I Built an AI Agent. Then I Built a Framework to Make Sure It Actually Works.

There’s no shortage of tutorials showing you how to wire up an LLM and call it an AI agent. Most of them stop at “look, it returned something.” I wanted to take it a bit further. Not just build an agent, but build the scaffolding that lets me answer harder questions: Is it behaving correctly? Will it behave the same way next week? When it fails, why?

This is the story of the first half of that project: the Agent Reliability Lab.

The Problem I Was Trying to Solve

Imagine you’re on a data engineering team. An Airflow pipeline fails at 2am.

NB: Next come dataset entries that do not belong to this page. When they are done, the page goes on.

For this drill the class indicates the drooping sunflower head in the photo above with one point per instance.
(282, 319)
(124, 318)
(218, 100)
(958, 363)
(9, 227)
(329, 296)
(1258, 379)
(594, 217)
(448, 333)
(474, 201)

A PagerDuty alert fires. Someone has to triage it: pull logs, check DAG metadata, search through runbooks, and figure out what broke and what to do about it.

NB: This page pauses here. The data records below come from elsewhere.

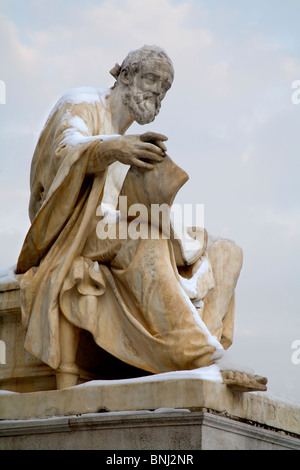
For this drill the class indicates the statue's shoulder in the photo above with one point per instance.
(88, 95)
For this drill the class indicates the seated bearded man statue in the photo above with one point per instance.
(146, 301)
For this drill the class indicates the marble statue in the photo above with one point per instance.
(145, 300)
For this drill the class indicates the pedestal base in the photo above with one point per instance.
(194, 414)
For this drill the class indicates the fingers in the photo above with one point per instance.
(147, 147)
(150, 136)
(142, 164)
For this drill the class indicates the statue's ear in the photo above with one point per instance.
(124, 76)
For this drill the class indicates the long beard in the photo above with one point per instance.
(143, 106)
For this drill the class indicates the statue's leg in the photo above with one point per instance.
(68, 372)
(218, 312)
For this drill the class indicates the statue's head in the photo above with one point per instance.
(145, 76)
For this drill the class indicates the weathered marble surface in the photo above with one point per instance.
(151, 393)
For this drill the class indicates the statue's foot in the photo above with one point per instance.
(242, 382)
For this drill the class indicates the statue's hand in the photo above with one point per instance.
(140, 150)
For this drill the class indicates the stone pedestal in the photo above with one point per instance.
(159, 430)
(164, 411)
(147, 413)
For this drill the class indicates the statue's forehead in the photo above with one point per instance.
(156, 66)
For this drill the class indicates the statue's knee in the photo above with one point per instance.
(228, 251)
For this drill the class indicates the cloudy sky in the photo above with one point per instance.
(230, 119)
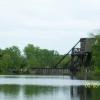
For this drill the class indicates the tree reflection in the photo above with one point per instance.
(37, 90)
(10, 89)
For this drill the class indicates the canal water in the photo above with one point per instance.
(21, 87)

That’s repetitive, structured work. Exactly the kind of thing an AI agent should be good at.

But here’s the uncomfortable truth: most AI agents in production are a black box. They sometimes work. They sometimes hallucinate. They occasionally loop forever or return malformed JSON that crashes your downstream systems. And you have no real visibility into why any of that happened.

I wanted to build an agent that triages incidents, but more importantly, build it in a way where the behavior is observable, bounded, and testable.

Phase 0: The Foundation

Before writing a line of agent logic, I set up the project structure intentionally:

src/
  app/       # FastAPI API layer
  agent/     # workflow orchestration
  tools/     # deterministic tools
  data/      # fixture files (logs, DAG metadata, runbooks)
  tests/     # unit + integration tests
  evals/     # evaluation harness (Phase 3)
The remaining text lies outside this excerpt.